Stephanie sent a pair of e-mail messages to Sue Steward, a good friend of Pat and Stephanie, and to Patrick’s sister Sue, on 25 Feb 2005, a couple of hours apart. Some of the content overlapped, which is easy to do with e-mail, and useful to do when cancer drains your energy.

Here is the letter to my Aunt Sue at 2:52 PM. The subject line read “Family, Health and Nature.”


Dear Sue,

What a wonderful letter you wrote to Patrick – he forwarded it to me to read.

So many positive and heartfelt and true thoughts.

I am really sorry my lower energy level is so worrying to Pat.

I am living with the anemia (I guess it comes from the kidney problems and from the hormonal treatments I am taking for the cancer) and have gotten used to wanting to take a nap after lunch (using the limited oxygen for digestion).

It is also winter and a kind of hibernation feeling takes over then.

I feel more energetic in September – a time of year I have always loved.

I do kind of huff and puff when going up stairs and up hills or hanging clothes and remember how easily I used to run around –

Patrick has been wonderful and caring and attentive and loving.  He’s a dear and I am so lucky he’s my companion.

We’re finalizing the programs and publicity for this year’s XXVII Festival de Deià.

Lots of detail work using the Quark Express program which I enjoy.

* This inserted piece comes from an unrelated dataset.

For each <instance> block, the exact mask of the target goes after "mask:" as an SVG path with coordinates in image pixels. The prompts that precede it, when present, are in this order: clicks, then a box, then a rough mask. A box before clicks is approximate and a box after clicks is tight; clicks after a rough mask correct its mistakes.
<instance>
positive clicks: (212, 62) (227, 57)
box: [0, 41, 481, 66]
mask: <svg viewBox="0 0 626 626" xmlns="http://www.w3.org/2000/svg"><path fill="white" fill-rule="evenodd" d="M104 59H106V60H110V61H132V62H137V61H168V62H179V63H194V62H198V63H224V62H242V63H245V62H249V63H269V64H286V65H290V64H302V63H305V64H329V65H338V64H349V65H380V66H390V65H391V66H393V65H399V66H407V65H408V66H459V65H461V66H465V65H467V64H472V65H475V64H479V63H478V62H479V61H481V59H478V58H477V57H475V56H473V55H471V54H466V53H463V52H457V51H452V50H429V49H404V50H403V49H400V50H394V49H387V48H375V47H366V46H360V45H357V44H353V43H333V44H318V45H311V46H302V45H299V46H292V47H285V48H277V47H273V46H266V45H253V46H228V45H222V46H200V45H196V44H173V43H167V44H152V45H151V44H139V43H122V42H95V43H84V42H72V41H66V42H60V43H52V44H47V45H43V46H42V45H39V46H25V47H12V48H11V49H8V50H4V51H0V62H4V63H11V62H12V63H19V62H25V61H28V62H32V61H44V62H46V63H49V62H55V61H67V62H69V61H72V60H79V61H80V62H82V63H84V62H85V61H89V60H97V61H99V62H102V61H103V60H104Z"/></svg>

Pat does the grand sweep and planning, and I concentrate on the small details and corrections and translations.

One month to go and the concerts begin.  Easter is so early this year.

Fortunately too we have some Easter visitors to help with our houses expenses.

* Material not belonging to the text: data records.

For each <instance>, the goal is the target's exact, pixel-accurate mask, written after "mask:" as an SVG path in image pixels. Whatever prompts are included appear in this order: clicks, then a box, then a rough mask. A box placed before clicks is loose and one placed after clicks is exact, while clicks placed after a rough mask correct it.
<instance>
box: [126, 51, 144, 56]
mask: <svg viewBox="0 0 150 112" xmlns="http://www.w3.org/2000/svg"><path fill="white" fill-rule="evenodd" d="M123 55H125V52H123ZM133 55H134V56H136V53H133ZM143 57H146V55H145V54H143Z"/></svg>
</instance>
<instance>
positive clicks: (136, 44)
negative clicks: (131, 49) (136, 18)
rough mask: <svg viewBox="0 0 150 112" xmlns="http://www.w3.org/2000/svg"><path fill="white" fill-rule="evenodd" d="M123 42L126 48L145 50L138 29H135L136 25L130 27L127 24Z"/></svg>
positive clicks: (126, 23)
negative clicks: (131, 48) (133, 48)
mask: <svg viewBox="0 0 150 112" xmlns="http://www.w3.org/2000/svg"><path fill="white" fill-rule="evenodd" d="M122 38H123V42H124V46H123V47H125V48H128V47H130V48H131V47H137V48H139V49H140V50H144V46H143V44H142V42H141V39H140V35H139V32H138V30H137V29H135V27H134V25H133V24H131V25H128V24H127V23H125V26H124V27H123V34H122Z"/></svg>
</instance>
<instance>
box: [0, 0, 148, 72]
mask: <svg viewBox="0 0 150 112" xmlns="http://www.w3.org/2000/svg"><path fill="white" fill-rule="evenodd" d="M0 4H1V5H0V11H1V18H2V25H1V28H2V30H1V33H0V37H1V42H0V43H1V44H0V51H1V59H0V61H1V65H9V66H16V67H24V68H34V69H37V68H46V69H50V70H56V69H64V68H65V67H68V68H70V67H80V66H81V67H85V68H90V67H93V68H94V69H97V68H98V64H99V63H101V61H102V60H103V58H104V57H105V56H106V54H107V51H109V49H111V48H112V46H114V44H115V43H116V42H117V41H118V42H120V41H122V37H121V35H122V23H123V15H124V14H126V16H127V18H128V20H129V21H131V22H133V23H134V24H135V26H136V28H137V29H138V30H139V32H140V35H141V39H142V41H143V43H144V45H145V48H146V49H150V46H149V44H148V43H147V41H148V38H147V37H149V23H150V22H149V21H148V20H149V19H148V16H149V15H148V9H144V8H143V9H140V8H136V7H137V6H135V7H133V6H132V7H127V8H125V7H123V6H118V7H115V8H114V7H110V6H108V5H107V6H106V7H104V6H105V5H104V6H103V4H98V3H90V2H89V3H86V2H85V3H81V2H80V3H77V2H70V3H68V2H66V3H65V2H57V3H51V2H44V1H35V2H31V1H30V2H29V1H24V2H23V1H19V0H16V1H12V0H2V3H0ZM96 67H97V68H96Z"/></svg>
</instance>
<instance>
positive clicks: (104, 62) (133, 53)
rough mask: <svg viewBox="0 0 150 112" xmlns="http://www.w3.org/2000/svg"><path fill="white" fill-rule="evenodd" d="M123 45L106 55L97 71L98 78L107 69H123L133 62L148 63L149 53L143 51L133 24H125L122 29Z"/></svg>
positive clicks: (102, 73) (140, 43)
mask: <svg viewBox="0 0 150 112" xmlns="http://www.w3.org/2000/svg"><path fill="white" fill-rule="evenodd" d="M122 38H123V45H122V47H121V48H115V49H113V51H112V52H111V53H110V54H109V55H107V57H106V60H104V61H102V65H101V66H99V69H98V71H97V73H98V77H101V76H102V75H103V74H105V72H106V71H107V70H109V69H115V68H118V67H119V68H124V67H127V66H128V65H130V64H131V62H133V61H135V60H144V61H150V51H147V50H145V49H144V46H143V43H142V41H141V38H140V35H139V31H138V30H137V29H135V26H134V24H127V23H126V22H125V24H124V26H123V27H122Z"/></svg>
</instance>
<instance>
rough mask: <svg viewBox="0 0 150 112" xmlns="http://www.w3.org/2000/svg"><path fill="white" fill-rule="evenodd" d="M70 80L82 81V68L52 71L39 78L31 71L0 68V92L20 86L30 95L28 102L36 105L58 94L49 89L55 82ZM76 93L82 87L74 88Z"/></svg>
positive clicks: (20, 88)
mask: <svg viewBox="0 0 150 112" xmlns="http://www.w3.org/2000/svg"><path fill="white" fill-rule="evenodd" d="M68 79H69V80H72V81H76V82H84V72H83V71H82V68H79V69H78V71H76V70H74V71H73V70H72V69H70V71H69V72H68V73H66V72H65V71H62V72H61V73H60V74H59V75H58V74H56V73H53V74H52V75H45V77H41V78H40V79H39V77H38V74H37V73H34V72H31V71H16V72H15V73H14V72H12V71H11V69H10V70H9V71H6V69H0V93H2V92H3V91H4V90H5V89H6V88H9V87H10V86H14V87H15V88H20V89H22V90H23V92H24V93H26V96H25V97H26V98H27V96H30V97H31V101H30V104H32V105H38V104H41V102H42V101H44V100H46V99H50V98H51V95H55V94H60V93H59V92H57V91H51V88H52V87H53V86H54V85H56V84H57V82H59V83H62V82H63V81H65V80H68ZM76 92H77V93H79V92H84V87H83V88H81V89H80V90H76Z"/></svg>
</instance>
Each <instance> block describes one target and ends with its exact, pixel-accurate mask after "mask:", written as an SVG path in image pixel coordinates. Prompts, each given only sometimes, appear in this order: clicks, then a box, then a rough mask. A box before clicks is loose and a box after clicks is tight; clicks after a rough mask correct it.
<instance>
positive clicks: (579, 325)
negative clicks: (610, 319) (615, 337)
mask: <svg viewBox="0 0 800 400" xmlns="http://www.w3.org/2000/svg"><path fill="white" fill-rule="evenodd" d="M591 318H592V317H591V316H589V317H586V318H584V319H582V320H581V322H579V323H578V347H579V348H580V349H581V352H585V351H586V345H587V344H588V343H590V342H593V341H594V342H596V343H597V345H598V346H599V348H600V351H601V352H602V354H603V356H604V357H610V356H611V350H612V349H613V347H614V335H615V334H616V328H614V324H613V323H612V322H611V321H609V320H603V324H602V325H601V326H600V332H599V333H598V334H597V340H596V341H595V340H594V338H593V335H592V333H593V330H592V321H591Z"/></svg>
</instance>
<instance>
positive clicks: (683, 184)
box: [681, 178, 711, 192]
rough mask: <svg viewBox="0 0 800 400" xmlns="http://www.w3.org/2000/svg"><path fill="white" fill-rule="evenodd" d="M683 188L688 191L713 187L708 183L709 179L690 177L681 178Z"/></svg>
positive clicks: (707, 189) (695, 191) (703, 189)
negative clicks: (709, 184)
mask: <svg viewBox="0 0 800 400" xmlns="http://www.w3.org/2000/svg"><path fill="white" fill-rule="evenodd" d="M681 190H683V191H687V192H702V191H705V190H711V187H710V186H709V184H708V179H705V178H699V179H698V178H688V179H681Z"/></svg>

It looked pretty bleak all winter – tighten the financial belt – but suddenly reservations are picking up.

God provides again.

We float through life on trust and hope, sometimes going with the current, sometimes swimming upstream like the salmon.

Today suddenly there are icy winds from Siberia reaching even down here to the Iberian peninsula and there are snow-sleet flurries – nothing sticks down here in the valley, but it’s lovely to see the thin clouds of white making Japanese type scenery with the blooming almonds, mimosa, narcisus and other yellow flowers.

And some of the branches have ‘nunnelybones‘ – my childhood invented word for the droplets that hang on branches and reflect the world.

Suddenly the telephone is ringing constantly.  Until later.